そういえばこのエッセイの1週前の回にも田邊さんのことが書かれていました。
水原弘さんが失意のドン底にいた時のこと。それまで数え切れないほどいた取り巻きも皆逃げ出してしまい、付き合っているのは長良会長だけだったということでした。
そんな頃、長良会長が水原さんと銀座を歩いていたら、田邊さんとバッタリ会ったのだそうです。
田邊さんが、
「この近くに美味いステーキを食べさせる店があるんですよ。せっかくだから今日はそこでご馳走させてください」
とおっしゃったそうです。
以下はそのエッセイの内容ですが、
「水原は何が嫌いって、他人におごられるのが一番嫌いだっていう男なんだ。
そりゃもう徹底していた。でもそんときにかぎってイヤな顔ひとつせず、気持ちよく田邊さんの誘いに乗った。
まあ、それぐらい田邊さんのことを好きだったし、特別気を許してたんだね。
3人でいろんな話をしたよ。
(中略)
バンドのプレーイング・マネージャーとして何よりメンバーの先々のことまでキチッと考えてる彼の誠実さには感心した。
店を出て別れたあと、水原がしみじみといったよ。
『チョウシャ、昭坊はいい男だなあ。今日は会えて嬉しかった』
水原もよっぽど嬉しかったんだろうな。
仲間だと思ってた連中にはそっぽを向かれ、世間からも冷たい視線ばっかり浴びているところに、ふっとあったかいものに触れることができたわけだからね。

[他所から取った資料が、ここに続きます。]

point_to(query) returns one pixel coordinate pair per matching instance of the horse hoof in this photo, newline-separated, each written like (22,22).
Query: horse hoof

オレも田邊さんの何気ない厚意が胸に沁みたもの。だからいまだにはっきり覚えてんだよ、行った店の名前からご馳走になった料理までこまごまと」
  
”心こそ大切”
きよしさんの言葉が胸に沁みます。

きよしさんとの絆。
そしてきよしさんを通してつながり、結ばれていく絆を大切に生きて行きたいと思うのです。